3 thoughts on “How I became a computer geek

  1. Hey Chris,

    It's very uncanny how similar your experience was to mine. There are a few minor details that are different, but overall what was important was the same:

    I was introduced to computers by Mr. MacDonald, the A/V guy (who happened to be a very close friend's step dad) at our elementary school. I was so fascinated and excited by what he was able to do with computers, my parents went out and bought a Commodore 64-SX Portable, which I still have (most of, anyway). I remember spending hours writing BASIC programs that would scroll my name across the screen in different patterns, and bringing it to my 3rd grade class to play games, forever cementing my reputation as a nerd.

    Then it was on to the Apple IIe, the 8086 MS-DOS PC with the Turbo button (very fancy) and learning Pascal in school... the on to the 486-33 that I used to play Doom with my friends over the 10-base-2 coaxial network... to joining the local BBS and coordinating movie nights over chat ... to even starting our own BBS -- with aspirations of starting an actual ISP to connect up all of Cape Cod -- and registering our first domain in 1994 (ascension.com) ... then going off to Earlham and being even more inspired when I saw computers directly connected to the Internet. The rest is kind of history.

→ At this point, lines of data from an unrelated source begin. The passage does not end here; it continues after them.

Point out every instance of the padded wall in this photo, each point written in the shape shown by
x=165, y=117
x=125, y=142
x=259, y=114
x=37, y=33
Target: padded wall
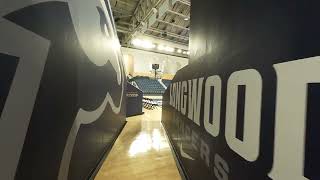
x=246, y=106
x=62, y=88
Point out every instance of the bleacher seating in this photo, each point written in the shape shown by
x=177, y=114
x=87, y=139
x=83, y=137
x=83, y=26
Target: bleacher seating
x=149, y=86
x=166, y=82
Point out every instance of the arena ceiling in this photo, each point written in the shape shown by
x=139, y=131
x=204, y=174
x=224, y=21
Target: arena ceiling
x=166, y=20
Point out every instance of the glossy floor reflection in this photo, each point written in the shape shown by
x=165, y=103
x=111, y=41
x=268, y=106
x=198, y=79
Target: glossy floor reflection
x=141, y=152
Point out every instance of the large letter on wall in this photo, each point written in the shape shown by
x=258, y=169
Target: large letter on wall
x=214, y=127
x=249, y=147
x=290, y=130
x=195, y=100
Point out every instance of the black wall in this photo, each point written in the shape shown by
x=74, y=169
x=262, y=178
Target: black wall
x=255, y=66
x=134, y=100
x=62, y=92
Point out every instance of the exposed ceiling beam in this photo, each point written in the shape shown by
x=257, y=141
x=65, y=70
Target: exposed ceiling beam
x=186, y=38
x=185, y=2
x=179, y=14
x=171, y=24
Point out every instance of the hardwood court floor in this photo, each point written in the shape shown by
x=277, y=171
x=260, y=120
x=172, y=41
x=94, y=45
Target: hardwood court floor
x=141, y=152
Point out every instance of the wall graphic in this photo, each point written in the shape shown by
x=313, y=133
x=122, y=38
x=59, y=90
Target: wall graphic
x=62, y=100
x=247, y=107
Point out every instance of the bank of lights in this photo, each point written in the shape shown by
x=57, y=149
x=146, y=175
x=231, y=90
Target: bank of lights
x=143, y=44
x=165, y=48
x=149, y=45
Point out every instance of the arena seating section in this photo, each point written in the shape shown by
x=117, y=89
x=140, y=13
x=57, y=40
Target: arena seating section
x=149, y=86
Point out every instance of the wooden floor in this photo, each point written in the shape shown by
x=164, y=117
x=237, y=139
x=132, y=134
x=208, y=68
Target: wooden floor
x=141, y=152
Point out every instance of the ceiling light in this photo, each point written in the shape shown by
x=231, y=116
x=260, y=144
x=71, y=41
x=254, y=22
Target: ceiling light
x=136, y=42
x=169, y=49
x=161, y=47
x=143, y=44
x=147, y=45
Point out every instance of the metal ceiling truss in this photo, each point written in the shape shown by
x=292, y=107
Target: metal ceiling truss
x=149, y=12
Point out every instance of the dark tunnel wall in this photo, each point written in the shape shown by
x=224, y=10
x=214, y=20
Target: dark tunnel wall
x=62, y=80
x=247, y=105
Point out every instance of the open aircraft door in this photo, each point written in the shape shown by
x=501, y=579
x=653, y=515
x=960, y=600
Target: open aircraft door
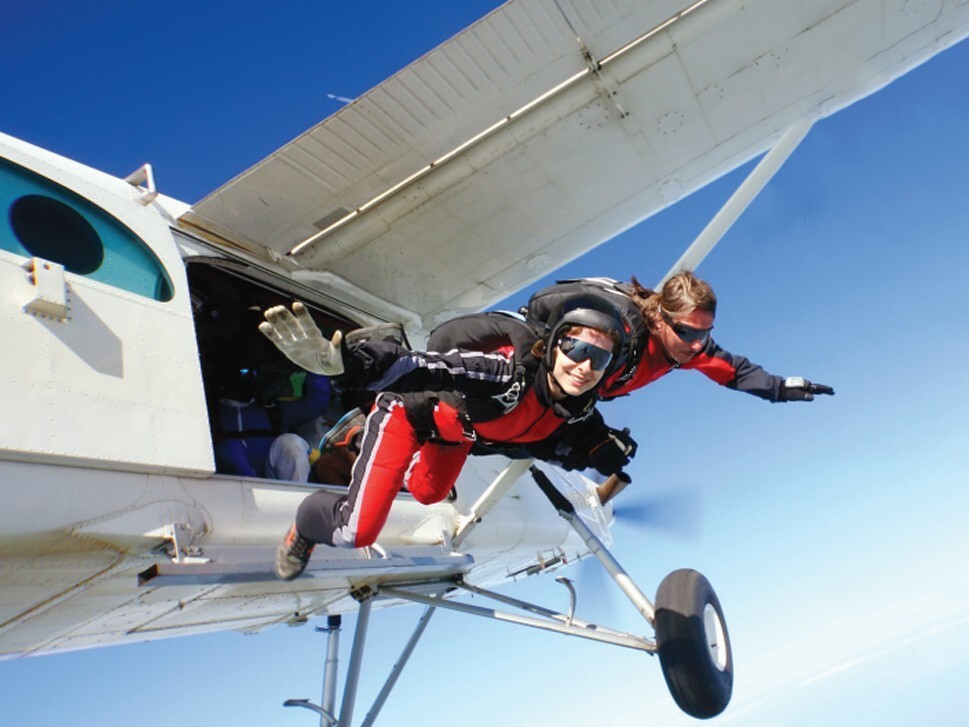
x=100, y=362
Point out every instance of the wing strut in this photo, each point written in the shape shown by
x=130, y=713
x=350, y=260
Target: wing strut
x=745, y=194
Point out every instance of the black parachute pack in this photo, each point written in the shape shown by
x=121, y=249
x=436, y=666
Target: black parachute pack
x=545, y=301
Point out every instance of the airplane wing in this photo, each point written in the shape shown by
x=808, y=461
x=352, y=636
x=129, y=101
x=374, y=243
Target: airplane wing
x=548, y=127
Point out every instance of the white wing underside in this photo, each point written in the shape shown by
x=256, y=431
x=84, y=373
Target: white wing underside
x=506, y=152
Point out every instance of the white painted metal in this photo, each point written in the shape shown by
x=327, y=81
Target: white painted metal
x=658, y=120
x=739, y=200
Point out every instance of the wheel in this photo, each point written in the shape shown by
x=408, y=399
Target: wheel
x=694, y=648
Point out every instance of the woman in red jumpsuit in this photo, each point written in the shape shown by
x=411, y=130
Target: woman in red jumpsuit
x=502, y=385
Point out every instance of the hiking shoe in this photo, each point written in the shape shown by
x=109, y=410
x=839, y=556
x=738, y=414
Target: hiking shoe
x=292, y=555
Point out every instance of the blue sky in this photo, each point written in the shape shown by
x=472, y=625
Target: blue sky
x=834, y=532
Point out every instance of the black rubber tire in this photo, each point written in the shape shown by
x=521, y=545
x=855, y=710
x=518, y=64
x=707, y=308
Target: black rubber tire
x=699, y=684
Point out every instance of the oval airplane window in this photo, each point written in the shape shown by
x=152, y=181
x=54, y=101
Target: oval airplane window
x=55, y=232
x=46, y=220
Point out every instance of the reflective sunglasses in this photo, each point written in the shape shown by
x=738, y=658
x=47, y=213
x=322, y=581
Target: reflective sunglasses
x=687, y=334
x=578, y=350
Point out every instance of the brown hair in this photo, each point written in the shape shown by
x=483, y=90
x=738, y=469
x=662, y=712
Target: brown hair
x=681, y=295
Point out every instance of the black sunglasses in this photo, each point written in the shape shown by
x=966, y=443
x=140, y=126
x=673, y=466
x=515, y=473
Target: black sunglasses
x=578, y=350
x=687, y=334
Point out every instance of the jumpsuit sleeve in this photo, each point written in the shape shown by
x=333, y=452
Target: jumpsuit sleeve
x=383, y=366
x=735, y=372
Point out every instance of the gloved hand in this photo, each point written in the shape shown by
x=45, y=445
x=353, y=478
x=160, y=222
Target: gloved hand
x=297, y=336
x=794, y=388
x=613, y=453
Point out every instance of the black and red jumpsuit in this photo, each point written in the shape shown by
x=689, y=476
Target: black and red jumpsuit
x=734, y=372
x=498, y=395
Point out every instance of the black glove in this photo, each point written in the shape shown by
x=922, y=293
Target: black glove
x=794, y=388
x=613, y=453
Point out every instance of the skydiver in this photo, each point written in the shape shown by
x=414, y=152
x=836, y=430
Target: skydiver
x=504, y=384
x=671, y=329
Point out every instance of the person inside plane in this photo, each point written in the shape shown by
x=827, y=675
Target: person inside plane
x=253, y=439
x=671, y=329
x=504, y=385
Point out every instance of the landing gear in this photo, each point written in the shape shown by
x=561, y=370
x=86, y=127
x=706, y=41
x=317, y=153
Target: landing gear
x=694, y=648
x=691, y=633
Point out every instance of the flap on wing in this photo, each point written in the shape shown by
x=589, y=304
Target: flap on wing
x=545, y=129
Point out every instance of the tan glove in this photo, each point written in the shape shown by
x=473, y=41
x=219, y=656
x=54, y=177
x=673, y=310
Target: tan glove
x=302, y=342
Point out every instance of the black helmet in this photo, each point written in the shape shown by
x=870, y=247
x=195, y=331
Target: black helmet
x=591, y=311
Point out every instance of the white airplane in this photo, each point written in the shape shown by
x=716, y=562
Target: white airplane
x=534, y=135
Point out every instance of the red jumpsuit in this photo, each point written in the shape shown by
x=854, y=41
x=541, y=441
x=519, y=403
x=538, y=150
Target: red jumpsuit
x=430, y=410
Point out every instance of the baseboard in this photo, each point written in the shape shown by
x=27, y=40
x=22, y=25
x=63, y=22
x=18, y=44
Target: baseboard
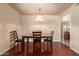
x=5, y=50
x=74, y=50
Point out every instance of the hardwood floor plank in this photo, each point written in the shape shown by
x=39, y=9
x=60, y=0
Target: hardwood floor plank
x=59, y=49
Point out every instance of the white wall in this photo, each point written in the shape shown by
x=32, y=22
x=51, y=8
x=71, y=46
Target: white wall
x=74, y=29
x=9, y=20
x=48, y=24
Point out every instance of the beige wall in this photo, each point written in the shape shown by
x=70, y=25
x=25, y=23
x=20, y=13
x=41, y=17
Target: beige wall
x=74, y=29
x=9, y=20
x=46, y=25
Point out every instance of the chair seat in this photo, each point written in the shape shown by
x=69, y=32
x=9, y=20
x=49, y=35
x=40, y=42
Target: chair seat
x=47, y=40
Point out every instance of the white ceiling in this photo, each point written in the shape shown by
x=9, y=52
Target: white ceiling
x=46, y=8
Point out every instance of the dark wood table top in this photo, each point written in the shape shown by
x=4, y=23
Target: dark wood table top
x=41, y=36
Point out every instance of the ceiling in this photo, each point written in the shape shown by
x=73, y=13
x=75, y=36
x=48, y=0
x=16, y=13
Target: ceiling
x=46, y=8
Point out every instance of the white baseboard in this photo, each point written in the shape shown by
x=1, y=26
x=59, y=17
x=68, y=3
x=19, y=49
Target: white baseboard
x=3, y=51
x=74, y=50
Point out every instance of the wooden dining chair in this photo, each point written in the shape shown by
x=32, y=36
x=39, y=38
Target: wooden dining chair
x=48, y=43
x=15, y=42
x=36, y=42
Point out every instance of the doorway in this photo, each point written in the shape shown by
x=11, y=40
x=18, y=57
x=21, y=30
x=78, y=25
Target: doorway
x=65, y=31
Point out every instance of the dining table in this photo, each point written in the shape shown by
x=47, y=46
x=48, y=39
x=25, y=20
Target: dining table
x=25, y=37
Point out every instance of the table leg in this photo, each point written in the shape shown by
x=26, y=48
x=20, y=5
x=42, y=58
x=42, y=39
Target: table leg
x=27, y=45
x=51, y=44
x=23, y=44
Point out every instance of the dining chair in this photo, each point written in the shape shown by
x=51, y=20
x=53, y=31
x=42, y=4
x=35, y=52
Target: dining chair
x=36, y=41
x=15, y=42
x=48, y=43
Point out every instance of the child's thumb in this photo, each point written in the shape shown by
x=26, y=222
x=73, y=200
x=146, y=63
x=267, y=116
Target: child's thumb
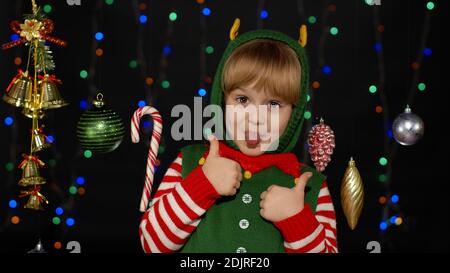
x=213, y=146
x=301, y=184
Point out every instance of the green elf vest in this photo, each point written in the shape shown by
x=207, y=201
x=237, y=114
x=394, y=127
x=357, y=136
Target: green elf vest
x=233, y=224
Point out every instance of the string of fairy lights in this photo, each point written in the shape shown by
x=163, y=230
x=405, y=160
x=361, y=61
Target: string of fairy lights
x=392, y=214
x=323, y=69
x=155, y=78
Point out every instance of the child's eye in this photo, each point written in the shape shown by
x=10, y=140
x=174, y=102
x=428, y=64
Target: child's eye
x=242, y=100
x=274, y=104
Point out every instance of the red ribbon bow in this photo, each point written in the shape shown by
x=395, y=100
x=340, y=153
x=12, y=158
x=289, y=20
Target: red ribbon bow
x=51, y=78
x=13, y=81
x=48, y=27
x=286, y=162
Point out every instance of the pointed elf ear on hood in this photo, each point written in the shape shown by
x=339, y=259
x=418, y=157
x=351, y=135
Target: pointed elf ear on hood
x=291, y=134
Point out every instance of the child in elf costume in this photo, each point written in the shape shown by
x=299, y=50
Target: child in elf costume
x=234, y=196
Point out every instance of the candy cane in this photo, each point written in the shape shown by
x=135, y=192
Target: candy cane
x=153, y=150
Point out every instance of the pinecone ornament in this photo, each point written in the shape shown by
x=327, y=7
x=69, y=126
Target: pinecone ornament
x=321, y=145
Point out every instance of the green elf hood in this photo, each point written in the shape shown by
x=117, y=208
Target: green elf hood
x=291, y=134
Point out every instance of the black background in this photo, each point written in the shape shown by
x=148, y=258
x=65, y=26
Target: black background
x=107, y=216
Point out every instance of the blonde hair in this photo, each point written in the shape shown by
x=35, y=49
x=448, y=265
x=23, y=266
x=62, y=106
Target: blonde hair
x=268, y=65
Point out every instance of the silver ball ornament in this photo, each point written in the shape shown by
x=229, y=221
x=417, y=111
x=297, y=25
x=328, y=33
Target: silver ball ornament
x=408, y=128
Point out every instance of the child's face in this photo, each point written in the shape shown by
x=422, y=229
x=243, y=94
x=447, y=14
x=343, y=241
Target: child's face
x=253, y=132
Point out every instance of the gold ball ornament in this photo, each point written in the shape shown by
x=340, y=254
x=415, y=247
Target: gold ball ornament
x=352, y=194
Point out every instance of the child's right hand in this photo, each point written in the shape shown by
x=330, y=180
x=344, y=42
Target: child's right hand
x=224, y=174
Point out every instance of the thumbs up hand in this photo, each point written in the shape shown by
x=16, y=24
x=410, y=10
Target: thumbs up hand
x=278, y=203
x=224, y=174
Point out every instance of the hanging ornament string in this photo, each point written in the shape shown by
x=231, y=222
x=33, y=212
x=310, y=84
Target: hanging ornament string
x=153, y=150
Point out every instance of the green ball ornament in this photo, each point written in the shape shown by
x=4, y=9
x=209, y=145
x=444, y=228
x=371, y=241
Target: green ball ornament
x=100, y=129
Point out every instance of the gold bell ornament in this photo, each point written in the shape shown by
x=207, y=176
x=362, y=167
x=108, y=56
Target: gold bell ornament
x=38, y=140
x=352, y=194
x=30, y=166
x=19, y=91
x=36, y=198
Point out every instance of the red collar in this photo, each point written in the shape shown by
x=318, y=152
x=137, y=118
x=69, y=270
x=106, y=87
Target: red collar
x=286, y=162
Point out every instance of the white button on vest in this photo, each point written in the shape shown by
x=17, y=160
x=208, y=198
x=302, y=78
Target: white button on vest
x=241, y=250
x=247, y=198
x=244, y=224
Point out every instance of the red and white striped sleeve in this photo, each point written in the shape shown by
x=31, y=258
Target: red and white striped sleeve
x=175, y=210
x=311, y=232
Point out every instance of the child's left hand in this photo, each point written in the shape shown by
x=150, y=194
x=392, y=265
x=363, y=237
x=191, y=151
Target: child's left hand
x=279, y=203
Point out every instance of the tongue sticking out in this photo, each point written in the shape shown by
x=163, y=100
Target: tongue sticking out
x=252, y=139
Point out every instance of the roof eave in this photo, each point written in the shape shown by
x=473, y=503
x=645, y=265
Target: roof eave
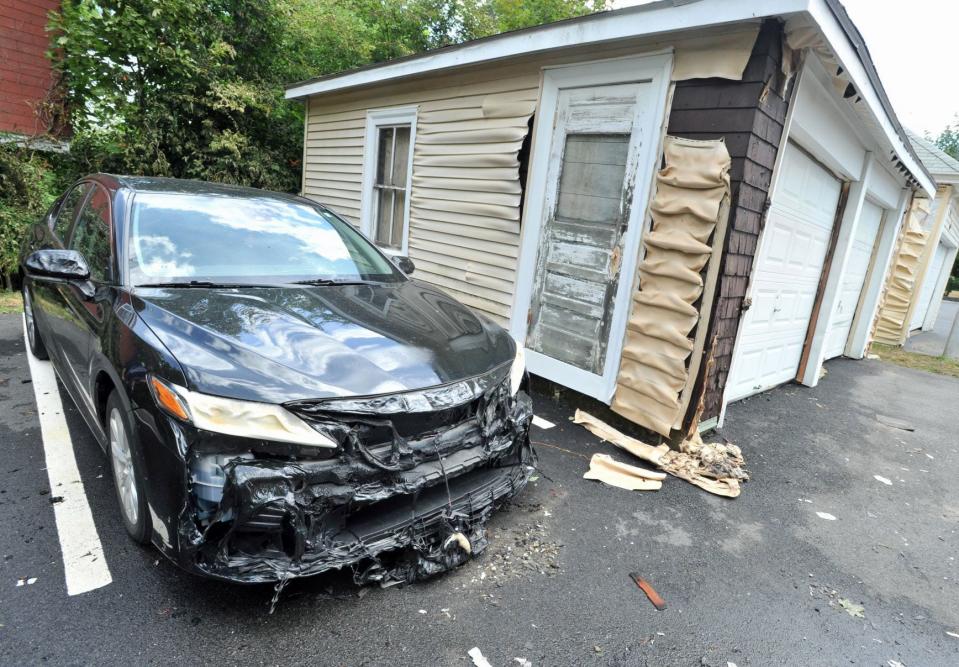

    I think your 'ingredients' are exactly correct and I couldn't offer any better advice to anyone trying to "get into" computers. We have two little kids now and it will be very interesting to see what their "Commodore 64s" and "BBSs" will be. I hope we can recognize those things when they come. I'm sure they will look much different.

    Thanks for writing this. It was really fun to visit these memories.

  2. Oh the memories. My first peek at a computer was a bit before your time. It was this huge box like thing that they brought to our Jr. High School back in the 70's. I was in a group of kids that were enrolled in MGM (mentally gifted minors) way back before being a geek was even remotely cool. I was fascinated by everything having to do with it.

    I made the mistake of getting married way too young and gave up a lot of dreams to assist my ex-husband with his. But back in the 80's as a young wife I managed to get him to buy my Atari 800 and spent many, many hours flipping through computer magazines and entering basic programs from them. I actually loved having errors because I loved the process of finding where I (or they) had made mistakes.

    Over the years I have always found a way of updating my computer and rarely have I gone without one. Kids and life kept me from persuing programming but I admire all those that devote their time to making our lives easier with their programs.

    I passed on my love of technology to my kids and although only one works for a software company (Blizzard) they all have computers and cell phones and keep me updated on their comings and goings.

    Thanks to all of this technology I am considered a "cool" grandma because I play MMO's and share with the "kids" so many things via the internet.

    Thank you for this peek into your perspective.